Is Bitcoin’s Four-Year Cycle Nothing More Than a Wistful Dream? đŸ˜±

In the whimsical realm of cryptocurrency, theories swirl and twirl like dervishes on a delightful spring day, and of late, one particular theory has taken on a life of its own: the notion that Bitcoin’s infamous four-year cycle may have, in fact, run its splendid course. The devoted disciples of the “cycle is dead” school of thought wield their arguments with gusto, pointing to the glorious rise of institutional participation, the glittering emergence of exchange-traded funds (ETFs), the alluring prospect of clearer regulations, and a robust accumulation of bitcoin by governments and esteemed corporations – all a veritable buffet for the market’s voracious appetite.

End of an Era? Crypto Aficionados Proclaim Bitcoin’s Fabled Cycle ‘Dead’

From the moment Bitcoin first graced the digital landscape, its beloved token has danced to a familiar four-year waltz, orchestrated by the halving – the event that slices mining rewards in two every four years. This enchanting procedure has traditionally heralded a cavalcade of events: a euphoric bull run, a heart-wrenching descent into bear market melancholy, followed by a slow but tantalizing rebound, all in preparation for the next BTC halving. Historically, this cycle has elevated Bitcoin’s price on a jubilant rise post-halving, only for it to plummet at a dizzying pace. Yet this time, many brave souls harbor doubts that history will repeat itself.
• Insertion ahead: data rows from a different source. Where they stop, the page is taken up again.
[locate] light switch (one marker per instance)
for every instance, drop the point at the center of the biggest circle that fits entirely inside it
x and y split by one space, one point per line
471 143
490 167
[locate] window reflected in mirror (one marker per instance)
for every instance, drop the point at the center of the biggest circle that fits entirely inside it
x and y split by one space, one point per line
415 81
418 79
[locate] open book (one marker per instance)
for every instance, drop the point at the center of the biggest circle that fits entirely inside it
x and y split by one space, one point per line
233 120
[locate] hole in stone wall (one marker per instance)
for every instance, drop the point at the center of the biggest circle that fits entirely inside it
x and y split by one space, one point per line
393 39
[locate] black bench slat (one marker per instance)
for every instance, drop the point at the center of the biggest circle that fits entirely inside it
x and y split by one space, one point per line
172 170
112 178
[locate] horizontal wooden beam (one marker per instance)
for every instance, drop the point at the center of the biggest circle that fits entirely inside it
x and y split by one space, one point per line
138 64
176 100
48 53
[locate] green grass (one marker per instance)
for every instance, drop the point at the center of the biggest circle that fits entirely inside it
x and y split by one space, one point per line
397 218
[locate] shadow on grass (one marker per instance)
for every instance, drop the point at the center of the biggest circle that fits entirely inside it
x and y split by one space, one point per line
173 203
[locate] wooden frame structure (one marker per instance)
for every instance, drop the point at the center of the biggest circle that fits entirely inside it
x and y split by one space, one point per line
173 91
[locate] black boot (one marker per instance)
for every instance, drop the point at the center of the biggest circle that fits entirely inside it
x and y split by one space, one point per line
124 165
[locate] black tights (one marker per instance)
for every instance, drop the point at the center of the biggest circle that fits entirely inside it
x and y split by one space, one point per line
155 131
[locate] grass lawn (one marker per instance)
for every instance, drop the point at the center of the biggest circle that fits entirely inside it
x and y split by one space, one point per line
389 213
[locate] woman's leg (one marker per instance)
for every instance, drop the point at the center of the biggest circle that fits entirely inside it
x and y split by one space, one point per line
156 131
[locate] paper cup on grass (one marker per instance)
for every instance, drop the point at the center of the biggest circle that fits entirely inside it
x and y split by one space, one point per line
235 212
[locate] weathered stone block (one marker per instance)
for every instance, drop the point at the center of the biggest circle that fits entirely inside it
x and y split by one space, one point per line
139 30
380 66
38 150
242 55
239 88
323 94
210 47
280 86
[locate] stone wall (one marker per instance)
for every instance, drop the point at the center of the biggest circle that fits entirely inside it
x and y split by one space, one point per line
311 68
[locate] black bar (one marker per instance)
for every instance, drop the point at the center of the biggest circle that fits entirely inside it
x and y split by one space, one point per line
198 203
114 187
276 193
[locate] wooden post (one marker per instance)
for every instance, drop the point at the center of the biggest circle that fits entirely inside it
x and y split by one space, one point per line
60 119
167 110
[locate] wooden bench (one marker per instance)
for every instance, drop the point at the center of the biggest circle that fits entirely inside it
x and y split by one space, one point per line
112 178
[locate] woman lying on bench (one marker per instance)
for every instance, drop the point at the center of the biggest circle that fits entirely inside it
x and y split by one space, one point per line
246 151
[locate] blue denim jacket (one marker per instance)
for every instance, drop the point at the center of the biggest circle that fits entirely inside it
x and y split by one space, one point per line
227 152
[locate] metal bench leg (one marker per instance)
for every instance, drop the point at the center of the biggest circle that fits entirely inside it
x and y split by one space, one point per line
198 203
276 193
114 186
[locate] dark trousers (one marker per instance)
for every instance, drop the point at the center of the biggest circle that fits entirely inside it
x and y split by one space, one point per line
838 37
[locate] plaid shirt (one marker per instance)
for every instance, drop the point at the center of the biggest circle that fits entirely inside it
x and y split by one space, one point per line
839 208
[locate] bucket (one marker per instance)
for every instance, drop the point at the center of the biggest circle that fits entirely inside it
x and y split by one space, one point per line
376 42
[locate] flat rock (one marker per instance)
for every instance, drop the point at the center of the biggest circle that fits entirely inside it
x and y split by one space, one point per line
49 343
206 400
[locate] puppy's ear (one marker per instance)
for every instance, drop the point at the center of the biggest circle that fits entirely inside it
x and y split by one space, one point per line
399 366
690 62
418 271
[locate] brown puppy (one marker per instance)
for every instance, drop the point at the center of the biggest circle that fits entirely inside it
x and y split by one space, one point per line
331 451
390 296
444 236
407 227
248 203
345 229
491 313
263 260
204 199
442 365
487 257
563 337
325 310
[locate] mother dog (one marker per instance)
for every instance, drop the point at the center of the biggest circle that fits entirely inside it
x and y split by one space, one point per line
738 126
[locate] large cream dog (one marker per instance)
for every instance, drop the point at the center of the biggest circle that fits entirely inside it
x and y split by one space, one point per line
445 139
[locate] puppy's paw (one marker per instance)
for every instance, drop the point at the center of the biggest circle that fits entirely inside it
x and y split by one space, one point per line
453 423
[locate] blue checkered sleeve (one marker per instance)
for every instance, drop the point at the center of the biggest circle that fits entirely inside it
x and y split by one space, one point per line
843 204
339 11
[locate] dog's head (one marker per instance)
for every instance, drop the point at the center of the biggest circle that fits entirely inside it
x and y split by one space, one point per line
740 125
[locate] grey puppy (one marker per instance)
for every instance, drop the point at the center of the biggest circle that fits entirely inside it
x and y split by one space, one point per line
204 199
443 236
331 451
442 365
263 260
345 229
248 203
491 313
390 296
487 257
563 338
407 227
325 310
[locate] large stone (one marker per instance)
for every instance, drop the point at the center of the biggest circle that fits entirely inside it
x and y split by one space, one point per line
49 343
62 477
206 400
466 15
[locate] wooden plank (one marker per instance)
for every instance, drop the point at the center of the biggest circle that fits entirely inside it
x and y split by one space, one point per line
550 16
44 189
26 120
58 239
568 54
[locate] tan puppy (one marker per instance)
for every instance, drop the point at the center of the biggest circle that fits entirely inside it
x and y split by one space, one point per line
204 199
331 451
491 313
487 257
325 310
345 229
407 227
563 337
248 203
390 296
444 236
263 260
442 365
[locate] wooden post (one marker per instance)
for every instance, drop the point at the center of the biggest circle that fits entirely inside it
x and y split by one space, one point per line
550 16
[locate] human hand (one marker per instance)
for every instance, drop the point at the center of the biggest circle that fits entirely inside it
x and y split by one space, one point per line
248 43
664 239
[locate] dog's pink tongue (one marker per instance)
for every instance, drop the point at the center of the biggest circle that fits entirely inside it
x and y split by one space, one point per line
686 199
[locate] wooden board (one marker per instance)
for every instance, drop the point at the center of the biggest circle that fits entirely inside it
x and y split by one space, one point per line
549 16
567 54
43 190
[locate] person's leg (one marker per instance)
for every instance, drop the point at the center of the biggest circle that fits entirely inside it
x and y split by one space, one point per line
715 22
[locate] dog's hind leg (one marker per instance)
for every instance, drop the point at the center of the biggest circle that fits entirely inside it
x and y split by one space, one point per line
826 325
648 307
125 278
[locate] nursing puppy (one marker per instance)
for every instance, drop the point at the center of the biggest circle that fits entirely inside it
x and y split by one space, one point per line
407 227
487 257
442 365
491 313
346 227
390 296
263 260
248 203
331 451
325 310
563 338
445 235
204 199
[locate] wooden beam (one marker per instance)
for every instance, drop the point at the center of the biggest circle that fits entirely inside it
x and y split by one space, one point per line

Cue the dramatic music! đŸŽ¶

Matthew Hougan, the chief investment officer at Bitwise Asset Management (a title from which one might expect nothing less than profound revelations), told the ever-enthusiastic CNBC earlier this week that he suspects the cycle has met its untimely demise. “It’s not officially over until we bear witness to some glimmer of positive returns in 2026. But I daresay we shall, so let us be audaciously speculative: I believe the four-year cycle has bid us adieu,” Hougan opined. The clamor has even spilled onto the hallowed grounds of social platforms such as Reddit and X. On X, the account Simplifying Stocks, CPA proclaimed, “Bitcoin’s four-year cycle is dead. Pray tell, why?”

The X account was quick to offer its own answer:

“ETFs: buyers galore. Retail: gobbling it up. Institutions: greedy as ever. Treasury companies: piling on. Governments: joining the fray. 401k: en route to the moon. Retirement funds: don’t be late to the party. Violently HIGHER.”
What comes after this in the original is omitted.